The Quiet Dogs: 3 (The Herbie Kruger Novels) Read online

Page 5


  They had even gone to the trouble of filling his fridge-freezer—probably to discourage him from going out—while the bottles on the drinks’ trolley, in the main room, were all full: unopened. Herbie gave another of his heaving shrugs and started to build himself a mammoth vodka-soda.

  With a large hand cupped around the glass, he turned, walking towards the window, glancing at his bookshelves as he went. Everything seemed in place, the classics of English history, mingled with studies of British statesmen, world leaders, and occasional rare books sought out during those more prosaic periods of peace in Herbie’s burrowing active life.

  At the window, the view suddenly became its old familiar self, the flat taking on its former perspective. It was as if he had wakened from a dream to find nothing had changed; that he was safe. Only the active sensors, in the back of Herbie Kruger’s brain, told him nothing could ever be the same again.
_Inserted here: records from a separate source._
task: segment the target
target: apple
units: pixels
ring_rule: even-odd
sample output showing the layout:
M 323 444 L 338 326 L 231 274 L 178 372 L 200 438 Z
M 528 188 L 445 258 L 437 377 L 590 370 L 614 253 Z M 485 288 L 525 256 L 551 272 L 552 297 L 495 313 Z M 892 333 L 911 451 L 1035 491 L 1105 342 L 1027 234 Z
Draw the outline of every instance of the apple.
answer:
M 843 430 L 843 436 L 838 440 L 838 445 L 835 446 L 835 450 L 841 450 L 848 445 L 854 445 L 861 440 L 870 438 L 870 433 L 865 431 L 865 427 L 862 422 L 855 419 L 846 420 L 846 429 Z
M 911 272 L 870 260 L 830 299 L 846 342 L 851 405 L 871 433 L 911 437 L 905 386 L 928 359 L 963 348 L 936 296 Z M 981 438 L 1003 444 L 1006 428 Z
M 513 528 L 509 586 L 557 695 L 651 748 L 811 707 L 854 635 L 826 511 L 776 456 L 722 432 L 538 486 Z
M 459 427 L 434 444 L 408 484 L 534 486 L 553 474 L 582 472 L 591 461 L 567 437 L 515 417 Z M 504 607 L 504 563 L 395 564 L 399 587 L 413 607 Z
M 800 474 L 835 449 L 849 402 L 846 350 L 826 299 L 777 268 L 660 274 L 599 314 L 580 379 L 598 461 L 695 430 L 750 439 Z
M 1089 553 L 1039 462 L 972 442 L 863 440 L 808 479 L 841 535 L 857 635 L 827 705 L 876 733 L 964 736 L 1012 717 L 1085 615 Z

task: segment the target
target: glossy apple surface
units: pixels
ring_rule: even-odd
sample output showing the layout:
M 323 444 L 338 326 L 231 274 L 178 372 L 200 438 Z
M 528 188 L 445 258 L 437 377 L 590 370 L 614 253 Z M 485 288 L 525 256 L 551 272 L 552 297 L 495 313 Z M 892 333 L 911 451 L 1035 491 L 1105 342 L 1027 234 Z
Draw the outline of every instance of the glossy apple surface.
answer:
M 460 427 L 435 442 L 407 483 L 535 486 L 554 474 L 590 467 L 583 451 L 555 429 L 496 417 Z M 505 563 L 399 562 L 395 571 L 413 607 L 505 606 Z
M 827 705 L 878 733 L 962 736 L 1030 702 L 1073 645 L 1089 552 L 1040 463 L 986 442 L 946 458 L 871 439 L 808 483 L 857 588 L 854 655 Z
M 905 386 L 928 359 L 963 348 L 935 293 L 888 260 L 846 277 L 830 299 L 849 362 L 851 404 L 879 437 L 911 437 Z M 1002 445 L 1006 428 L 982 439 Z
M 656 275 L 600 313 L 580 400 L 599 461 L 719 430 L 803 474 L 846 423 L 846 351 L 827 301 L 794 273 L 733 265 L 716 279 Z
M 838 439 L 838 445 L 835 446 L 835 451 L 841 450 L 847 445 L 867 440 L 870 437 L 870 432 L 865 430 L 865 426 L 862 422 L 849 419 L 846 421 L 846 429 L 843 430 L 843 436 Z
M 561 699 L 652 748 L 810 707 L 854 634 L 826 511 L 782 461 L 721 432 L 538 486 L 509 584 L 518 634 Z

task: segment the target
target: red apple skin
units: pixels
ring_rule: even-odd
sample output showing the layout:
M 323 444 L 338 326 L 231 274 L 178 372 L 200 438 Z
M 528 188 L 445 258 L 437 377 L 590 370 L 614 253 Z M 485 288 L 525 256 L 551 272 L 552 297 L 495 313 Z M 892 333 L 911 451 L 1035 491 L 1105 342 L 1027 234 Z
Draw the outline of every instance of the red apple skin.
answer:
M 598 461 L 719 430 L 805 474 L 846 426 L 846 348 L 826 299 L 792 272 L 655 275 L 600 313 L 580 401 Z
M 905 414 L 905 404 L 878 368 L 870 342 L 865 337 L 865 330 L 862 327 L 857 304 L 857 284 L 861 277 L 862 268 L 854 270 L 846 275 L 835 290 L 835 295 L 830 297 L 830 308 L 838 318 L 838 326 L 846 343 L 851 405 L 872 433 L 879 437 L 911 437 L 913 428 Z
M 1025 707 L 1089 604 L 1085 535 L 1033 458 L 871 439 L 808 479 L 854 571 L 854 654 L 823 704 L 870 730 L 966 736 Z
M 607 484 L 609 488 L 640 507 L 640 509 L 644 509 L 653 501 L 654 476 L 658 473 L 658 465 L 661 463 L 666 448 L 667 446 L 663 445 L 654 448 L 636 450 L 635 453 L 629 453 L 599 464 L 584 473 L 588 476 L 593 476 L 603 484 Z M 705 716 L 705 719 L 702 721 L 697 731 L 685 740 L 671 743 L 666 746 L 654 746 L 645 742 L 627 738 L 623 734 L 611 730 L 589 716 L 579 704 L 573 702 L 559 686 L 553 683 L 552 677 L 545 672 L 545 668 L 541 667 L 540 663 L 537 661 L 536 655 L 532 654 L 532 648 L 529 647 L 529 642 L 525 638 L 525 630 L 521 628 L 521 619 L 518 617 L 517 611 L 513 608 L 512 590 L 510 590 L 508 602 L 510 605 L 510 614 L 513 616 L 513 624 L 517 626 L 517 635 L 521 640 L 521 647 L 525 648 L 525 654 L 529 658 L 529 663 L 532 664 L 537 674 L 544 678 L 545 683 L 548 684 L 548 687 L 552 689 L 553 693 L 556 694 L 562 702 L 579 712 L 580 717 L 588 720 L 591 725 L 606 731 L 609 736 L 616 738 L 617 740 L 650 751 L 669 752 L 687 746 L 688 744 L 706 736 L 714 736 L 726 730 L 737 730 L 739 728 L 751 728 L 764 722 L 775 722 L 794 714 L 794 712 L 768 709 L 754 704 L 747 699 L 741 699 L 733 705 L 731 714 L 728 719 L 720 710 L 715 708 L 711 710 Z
  Looking down on to the road below, his professional mind sought for the obvious: a closed van, an estate with blacked out windows—anything that might conceal the watchers he knew were there, adjusting their tuners to get better sound or picture as they rifled his present privacy.

  Then he remembered the mail. At Warminster they had brought up his mail each evening, with the Commandant’s daily box of papers. The mail had been impeccably opened and resealed. To the normal eye there would have been no trace. When Tubby brought him back into the flat, Herbie had been vaguely conscious of a small pile of post on the glass table. He crossed to it now—four letters. Two of the letters had window envelopes, and were not sealed. Circulars. The remaining pair had none of the usual marks. The same team—probably a day and a night man—had done all Herbie’s letters while he was at Warminster, and it had not taken long to spot individual trademarks. One man always left a minute tear—a brushing of the fingernail almost—on the right side of the envelope flap, high up: as if he was impatient, and never quite allowed the glue-softener to complete its work, before he started on the flap.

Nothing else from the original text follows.